The Slovenia Times

France Prešeren's birthplace to be restored and reinvented

The birthplace of France Prešeren (1800-1849), Slovenia's national poet. Photo: Katja Kodba/STA

The birthplace of Slovenia's national poet France Prešeren (1800-1849) in the village of Vrba in the northwest of the country will undergo a €2.9 million renovation that will turn the entire homestead into a modern museum complex within two years.

The house where Prešeren was born on 3 December 1800 attracts between 20,000 and 25,000 visitors each year, the largest numbers on Slovenian Culture Day, celebrated on 8 February, the anniversary of the poet's death.

The renovation project will involve the restoration of the house, which already serves as a museum, as well as the outbuilding, which has not been accessible to visitors so far.

The latter, a former farm building, will serve as a reception centre, thus opening up much needed additional space in the main house to allow it to shine as a proper monument.

The outbuilding will also feature a small shop, a cloakroom, a space for an exhibition dedicated to selected themes related to Prešeren, and visitor restrooms.
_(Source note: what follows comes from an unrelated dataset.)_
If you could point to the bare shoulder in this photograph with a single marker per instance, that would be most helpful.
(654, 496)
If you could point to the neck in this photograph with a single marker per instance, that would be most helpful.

The upper floor will be turned into a multi-purpose events venue.

Signing the renovation contract on 7 June, Culture Minister Asta Vrečko noted the important place that Prešeren's birthplace holds in Slovenia's cultural heritage, history and collective memory.

"It is not only a heritage monument, it has an important symbolic meaning for the whole nation," she said.

The renovation project, backed by EU funds, was entrusted to builder Kovinar Gradnje ST, and needs to be completed by 2026 at the latest. The plan is for the construction work to start this month and be finished in eight months.

Leopold Pogačar, the mayor of Žirovnica, a municipality that also includes Vrba, expects the project will turn Vrba into an "epicentre of Slovenian culture".

Prešeren is considered Slovenia's greatest poet. He introduced Romantic poetic forms to Slovenian literature and became a master of the sonnet. He and his circle had a profound influence on the development of Slovenian literature.

His masterpieces include Sonetni Venec (A Wreath of Sonnets), a collection of sonnets dedicated to his unrequited love for Julija Primic, and Krst pri Savici (The Baptism at the Savica Waterfall), an epic lyric poem describing Slovenia's conversion to Christianity.

He is best known for his poem Zdravljica (A Toast), the seventh stanza of which became Slovenia's national anthem. He is also featured on the Slovenian €2 coin and his statue adorns the central point of the country's capital. The top national prizes for achievements in arts and culture bear his name as well.

His birthplace in Vrba, not far from Bled, opened to the public as a museum in 1939. A memorial plaque on the facade of the building was unveiled at the initiative of the Slovenian Writers' Association in 1872 with the event attracting more than 4,000 people according to news reports of the time.